Die Forderung nach kindertraumatologischen Kompetenzzentren ist der erste Schritt auf dem Weg zur Verbesserung der Versorgung von kindlichen Polytraumata. Im internationalen Vergleich sind gerade die angloamerikanischen Länder schon einen Schritt weiter. In den USA werden vom „American College of Surgeons“ beispielsweise bereits „Level I and Level II Pediatric Trauma Centers“ zertifiziert. Hier gibt es ähnlich den Vorgaben des Weißbuches der DGU bestimmte Voraussetzungen für die Zertifizierung als „Pediatric Trauma Center“ [22]. Aktuell sind in den USA landesweit 68 Kliniken als „Pediatric Trauma Center“ zertifiziert. In Kanada werden ebenfalls Kliniken als „Pediatric Trauma Center Level I or II“ zertifiziert. Neben strukturellen und personellen Forderungen gibt es hier erstmals auch die Forderung nach einer Mindestfallzahl. Diese kann aufgrund der großen regionalen Unterschiede nicht für schwerverletzte Kinder gelten, jedoch wird gefordert, dass in einem „Pediatric Trauma Center Level I“ mindestens 200 verletzte Kinder pro Jahr behandelt werden [2].

Aktuelle Arbeiten beschäftigen sich vermehrt mit der Bildung von sog. „Pediatric Trauma Systems“. Mooney et al. [10] konnten zeigen, dass schwerverletzte Kinder häufiger in einer an einem „trauma system“ teilnehmenden Klinik versorgt werden, sofern diese zur Verfügung stehen. In einer weiteren Arbeit von Pracht et al. [11] konnte in Florida sogar eine Reduktion der Letalität für schwerverletzte Kinder gezeigt werden, welche in einem „pediatric trauma center“ behandelt wurden.

Fazit für die Praxis

Die vorliegende Arbeit konnte die erwarteten Unterschiede der Unfallursachen, des Verletzungsmusters und der Letalität bestätigen. Hier zeigten sich deutliche Unterschiede zwischen den einzelnen Altersgruppen, welche durch unterschiedliche Aktivitäten und andere anatomische Voraussetzungen zu erklären sind.

Erstmals konnte gezeigt werden, dass Kinder und Jugendliche überwiegend in überregionalen Traumazentren versorgt werden bzw. im Vergleich zu den Erwachsenen häufiger weiterverlegt werden. Dementsprechend besteht gerade für lokale Traumazentren eine sehr geringe Fallzahl in der Versorgung von schwerverletzten Kindern und Jugendlichen. Dieser in der täglichen Arbeit schon seit längeren bestehenden Versorgungsrealität folgte im Jahr 2012 die Forderung nach kindertraumatologischen Referenzzentren im Weißbuch Schwerverletztenversorgung.

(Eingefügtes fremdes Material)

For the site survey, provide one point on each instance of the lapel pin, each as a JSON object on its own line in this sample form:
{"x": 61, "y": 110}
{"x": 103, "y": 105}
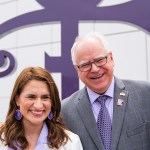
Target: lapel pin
{"x": 120, "y": 102}
{"x": 122, "y": 94}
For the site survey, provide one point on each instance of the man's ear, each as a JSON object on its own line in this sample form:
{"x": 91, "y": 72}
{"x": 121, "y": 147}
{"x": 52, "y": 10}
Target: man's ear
{"x": 76, "y": 68}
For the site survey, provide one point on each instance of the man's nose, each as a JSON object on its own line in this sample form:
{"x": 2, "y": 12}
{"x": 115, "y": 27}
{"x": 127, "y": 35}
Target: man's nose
{"x": 94, "y": 67}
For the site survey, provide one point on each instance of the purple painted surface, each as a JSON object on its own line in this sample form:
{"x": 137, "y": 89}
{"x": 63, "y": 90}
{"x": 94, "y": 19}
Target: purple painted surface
{"x": 69, "y": 13}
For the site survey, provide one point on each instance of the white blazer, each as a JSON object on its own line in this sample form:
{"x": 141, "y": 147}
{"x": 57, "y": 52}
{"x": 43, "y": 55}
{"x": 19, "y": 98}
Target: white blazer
{"x": 73, "y": 144}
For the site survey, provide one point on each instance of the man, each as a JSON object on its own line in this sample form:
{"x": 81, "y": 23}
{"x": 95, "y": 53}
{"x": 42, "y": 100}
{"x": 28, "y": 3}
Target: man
{"x": 123, "y": 122}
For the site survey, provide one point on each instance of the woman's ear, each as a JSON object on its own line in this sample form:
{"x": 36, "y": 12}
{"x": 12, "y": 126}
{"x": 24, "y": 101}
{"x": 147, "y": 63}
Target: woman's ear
{"x": 17, "y": 101}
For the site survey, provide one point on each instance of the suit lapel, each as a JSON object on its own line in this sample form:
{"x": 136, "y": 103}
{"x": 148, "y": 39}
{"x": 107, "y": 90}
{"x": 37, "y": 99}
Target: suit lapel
{"x": 119, "y": 108}
{"x": 84, "y": 109}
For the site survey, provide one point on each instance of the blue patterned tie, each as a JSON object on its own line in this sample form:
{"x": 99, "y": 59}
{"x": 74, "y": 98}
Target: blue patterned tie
{"x": 104, "y": 123}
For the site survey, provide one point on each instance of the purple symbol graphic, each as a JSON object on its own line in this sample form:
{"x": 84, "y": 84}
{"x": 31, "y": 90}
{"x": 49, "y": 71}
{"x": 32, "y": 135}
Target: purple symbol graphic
{"x": 6, "y": 56}
{"x": 70, "y": 12}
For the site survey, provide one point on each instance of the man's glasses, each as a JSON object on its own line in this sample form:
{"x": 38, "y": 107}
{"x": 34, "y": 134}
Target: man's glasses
{"x": 98, "y": 62}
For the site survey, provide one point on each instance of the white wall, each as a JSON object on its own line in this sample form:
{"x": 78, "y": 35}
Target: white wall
{"x": 129, "y": 44}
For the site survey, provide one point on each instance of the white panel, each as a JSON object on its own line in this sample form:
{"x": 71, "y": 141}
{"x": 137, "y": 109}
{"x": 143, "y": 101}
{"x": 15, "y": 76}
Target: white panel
{"x": 85, "y": 27}
{"x": 6, "y": 83}
{"x": 34, "y": 35}
{"x": 7, "y": 11}
{"x": 148, "y": 55}
{"x": 129, "y": 53}
{"x": 113, "y": 28}
{"x": 8, "y": 41}
{"x": 4, "y": 103}
{"x": 56, "y": 32}
{"x": 25, "y": 6}
{"x": 31, "y": 56}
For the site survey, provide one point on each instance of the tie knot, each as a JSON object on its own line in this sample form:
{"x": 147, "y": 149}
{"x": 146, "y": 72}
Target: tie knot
{"x": 102, "y": 99}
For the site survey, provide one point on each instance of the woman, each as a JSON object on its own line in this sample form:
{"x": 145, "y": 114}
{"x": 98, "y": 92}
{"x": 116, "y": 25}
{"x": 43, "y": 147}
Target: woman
{"x": 33, "y": 121}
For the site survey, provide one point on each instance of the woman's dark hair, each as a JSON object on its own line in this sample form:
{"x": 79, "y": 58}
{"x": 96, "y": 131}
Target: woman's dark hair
{"x": 12, "y": 131}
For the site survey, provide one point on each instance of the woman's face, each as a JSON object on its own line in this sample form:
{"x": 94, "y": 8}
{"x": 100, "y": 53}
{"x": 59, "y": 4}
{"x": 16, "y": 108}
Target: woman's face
{"x": 34, "y": 103}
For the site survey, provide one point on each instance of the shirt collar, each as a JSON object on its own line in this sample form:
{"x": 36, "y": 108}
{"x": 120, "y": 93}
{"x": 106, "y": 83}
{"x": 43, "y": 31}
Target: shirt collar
{"x": 93, "y": 95}
{"x": 43, "y": 135}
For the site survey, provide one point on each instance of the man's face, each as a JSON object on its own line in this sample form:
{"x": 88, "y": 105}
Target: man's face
{"x": 97, "y": 79}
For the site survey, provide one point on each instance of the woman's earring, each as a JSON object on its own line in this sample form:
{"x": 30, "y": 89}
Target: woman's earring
{"x": 50, "y": 116}
{"x": 18, "y": 114}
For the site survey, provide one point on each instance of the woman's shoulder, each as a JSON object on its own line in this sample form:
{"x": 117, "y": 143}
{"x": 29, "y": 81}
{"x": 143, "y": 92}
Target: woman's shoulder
{"x": 72, "y": 135}
{"x": 2, "y": 146}
{"x": 74, "y": 142}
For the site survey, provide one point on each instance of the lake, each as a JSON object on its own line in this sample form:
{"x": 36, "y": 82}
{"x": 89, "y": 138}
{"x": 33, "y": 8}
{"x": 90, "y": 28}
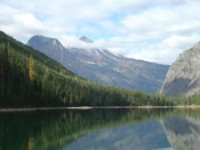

Aufgrund der geringen Fallzahlen und der herausgearbeiteten Besonderheiten des kindlichen Polytraumas ist die Forderung zur Vorhaltung von entsprechender kindertraumatologischen Kompetenz eindeutig zu unterstützen. Hier könnte der Gedanke der Netzwerkbildung und der Kooperation zwischen den einzelnen Traumazentren mit hoher klinischer Relevanz gelebt werden. Eine Weiterentwicklung des aktuellen Konzepts im Sinne einer Zertifizierung von eigenen kindertraumatologischen Traumazentren muss in der Zukunft erneut überdacht werden.